Film pendek fenomenal berjudul ‘Tilik’ menjadi perbicangan akhir-akhir ini. Bahkan nama salah satu karakternya, Bu Tedjo menjadi trending topic di Twitter, Jumat (21/8/2020).

Tilik merupakan bahasa Jawa, yang artinya menjenguk orang sakit. Film karya Wahyu Agung Prasetyo itu bercerita tentang kisah rombongan ibu-ibu yang menempuh perjalanan dengan truk untuk menjenguk Ibu Lurah yang sedang sakit di rumah sakit. Sepanjang perjalanan, ibu-ibu berceloteh dan bergosip ria. Salah satunya mengenai Dian, seorang kembang desa yang belum kunjung menikah.

Kekuatan Film Tilik

Film ini adalah film pendek produksi Ravacana Films dengan durasi 32 menit. Tilik merupakan film yang unik dan menarik. Film ini menyelipkan pesan yang sangat relevan dengan kehidupan kita sekarang dengan mengangkat budaya dan kehidupan sehari-hari masyarakat.

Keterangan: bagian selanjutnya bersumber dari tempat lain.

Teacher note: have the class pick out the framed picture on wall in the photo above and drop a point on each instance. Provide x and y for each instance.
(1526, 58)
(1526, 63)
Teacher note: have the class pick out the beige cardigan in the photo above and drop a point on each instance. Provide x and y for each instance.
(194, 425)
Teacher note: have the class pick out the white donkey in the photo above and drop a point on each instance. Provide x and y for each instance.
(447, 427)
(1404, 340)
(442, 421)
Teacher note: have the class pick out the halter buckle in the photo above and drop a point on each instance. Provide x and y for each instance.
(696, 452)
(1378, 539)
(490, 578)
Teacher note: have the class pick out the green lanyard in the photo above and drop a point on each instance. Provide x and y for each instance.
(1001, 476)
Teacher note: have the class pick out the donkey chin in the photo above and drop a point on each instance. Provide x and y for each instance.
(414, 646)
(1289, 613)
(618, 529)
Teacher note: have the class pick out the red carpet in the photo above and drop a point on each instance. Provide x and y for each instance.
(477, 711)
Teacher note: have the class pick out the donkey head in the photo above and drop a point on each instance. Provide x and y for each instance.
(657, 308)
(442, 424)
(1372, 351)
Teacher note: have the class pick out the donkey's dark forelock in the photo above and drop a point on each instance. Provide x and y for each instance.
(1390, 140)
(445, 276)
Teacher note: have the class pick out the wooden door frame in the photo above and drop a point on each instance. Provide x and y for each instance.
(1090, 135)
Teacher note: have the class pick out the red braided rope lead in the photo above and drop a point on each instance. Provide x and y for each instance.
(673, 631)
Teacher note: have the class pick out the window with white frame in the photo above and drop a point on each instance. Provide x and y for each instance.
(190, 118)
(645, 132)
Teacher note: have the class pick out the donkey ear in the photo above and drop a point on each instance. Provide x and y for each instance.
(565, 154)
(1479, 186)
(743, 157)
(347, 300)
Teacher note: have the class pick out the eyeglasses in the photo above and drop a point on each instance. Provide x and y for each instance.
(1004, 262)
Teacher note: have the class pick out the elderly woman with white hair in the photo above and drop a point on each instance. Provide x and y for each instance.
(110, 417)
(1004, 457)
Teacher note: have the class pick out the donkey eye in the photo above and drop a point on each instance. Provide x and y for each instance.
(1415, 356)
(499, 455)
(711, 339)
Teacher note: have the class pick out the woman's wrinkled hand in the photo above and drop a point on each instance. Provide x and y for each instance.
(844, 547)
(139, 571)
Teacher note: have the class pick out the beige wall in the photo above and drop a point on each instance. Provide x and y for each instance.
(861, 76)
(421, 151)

Film ini ringan, menghibur namun sarat dengan muatan pesan dan moral dimana memotret kehidupan empirik ibu-ibu terkini namun tetap menjaga merawat nilai-nilai dan kepedulian terhadap sesama. Dengan sajian alur cerita, latar, akting dan konflik yang menarik, konsepnya sederhana dan mudah dipahami oleh penonton. Wajar jika kemudian film ini mendapatkan berbagai penghargaan di festival film nasional maupun internasional.

Salah satu kekuatan film ini adalah kata-kata yang digunakan mengandung nilai-nilai moral dalam setiap kejadian. Hal tersebut dapat disimak dari unsur intrinsik dan ekstrinsik pada film ini. Secara intrinsik, Siti Fauziah sebagai pemeran tokoh utama Bu Tejo berakting dengan sangat baik. Bu Tejo sangat identik dengan penggunaan kata-kata yang sangat kuat.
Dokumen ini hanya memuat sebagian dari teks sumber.